Clipping Distortion Equations
THD = √(V2² + V3² + V4² + ...) / V1 × 100%
Hard-Clipped Sine 3rd Harmonic Level:
a3 = (4/π) × [sin(3θc)/3 - sin(θc)] (Fourier coefficient)
Crest Factor (PAPR):
CF = Vpeak / Vrms ; CFdB = 20log(CF)
Where Vn = amplitude of nth harmonic, V1 = fundamental amplitude, θc = clipping angle. OFDM CF is typically 10 to 12 dB; after CFR, 6 to 7 dB.
Clipping Types and Characteristics
| Clipping Type | Mechanism | Harmonic Profile | THD at 3 dB Overdrive | Application |
|---|---|---|---|---|
| Hard clipping | Rail-limited (supply/ADC) | Strong odd-order, sharp rolloff | 15 to 25% | Digital limiters, ADC |
| Soft clipping | Gradual gain compression | Lower harmonics, broader regrowth | 5 to 12% | Class AB amplifiers |
| Asymmetric clipping | Unequal positive/negative limit | Even + odd harmonics | 10 to 20% | Single-supply amps |
| ADC clipping | Full-scale code saturation | Wideband noise floor rise | 20 to 40% (severe) | Digital receivers |
| Intentional (CFR) | Digital peak limiting | Controlled, filtered regrowth | <2% (managed) | 5G/LTE transmitters |
Frequently Asked Questions
What causes clipping in RF amplifiers?
Clipping occurs when the input signal drives the amplifier beyond its 1 dB compression point (P1dB), where the output can no longer increase linearly with input.

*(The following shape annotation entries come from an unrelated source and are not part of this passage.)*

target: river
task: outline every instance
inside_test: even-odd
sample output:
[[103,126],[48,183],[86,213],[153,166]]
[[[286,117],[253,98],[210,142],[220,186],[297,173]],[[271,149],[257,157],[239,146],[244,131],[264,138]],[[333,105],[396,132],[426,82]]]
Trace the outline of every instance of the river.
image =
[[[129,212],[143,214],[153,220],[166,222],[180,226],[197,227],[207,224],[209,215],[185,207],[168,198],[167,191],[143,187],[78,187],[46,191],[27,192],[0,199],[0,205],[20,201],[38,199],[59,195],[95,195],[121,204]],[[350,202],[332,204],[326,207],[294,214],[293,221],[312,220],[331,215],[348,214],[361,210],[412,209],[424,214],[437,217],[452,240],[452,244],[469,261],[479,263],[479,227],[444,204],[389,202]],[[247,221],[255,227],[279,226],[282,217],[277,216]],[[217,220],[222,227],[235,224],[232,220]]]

The transistor's drain or collector voltage swings into the supply rail or knee region, flattening the waveform peaks. Overdriving by 1 dB beyond P1dB typically raises THD from under 1% to 3 to 5%, while 3 dB of overdrive can push THD to 10 to 30%.
How does ADC clipping differ from amplifier clipping?
ADC clipping is always hard clipping: the converter output saturates at the maximum or minimum digital code with no gradual compression. A 14-bit ADC with 2V peak-to-peak full-scale range clips any input exceeding plus or minus 1V, producing severe distortion that raises the noise floor by 20 to 40 dB across the entire Nyquist band. Standard practice is to keep the maximum signal 6 to 10 dB below ADC full-scale.
How do you prevent clipping in an RF receiver?
Prevention requires managing signal levels at every gain stage. Use front-end attenuators or limiters to keep signals 10 dB below P1dB, implement AGC loops with fast attack times (under 1 microsecond), size ADC dynamic range to exceed maximum signal plus crest factor (10 to 12 dB for OFDM), and apply crest factor reduction (CFR) in transmitters to reduce PAPR from 10 to 12 dB down to 6 to 7 dB.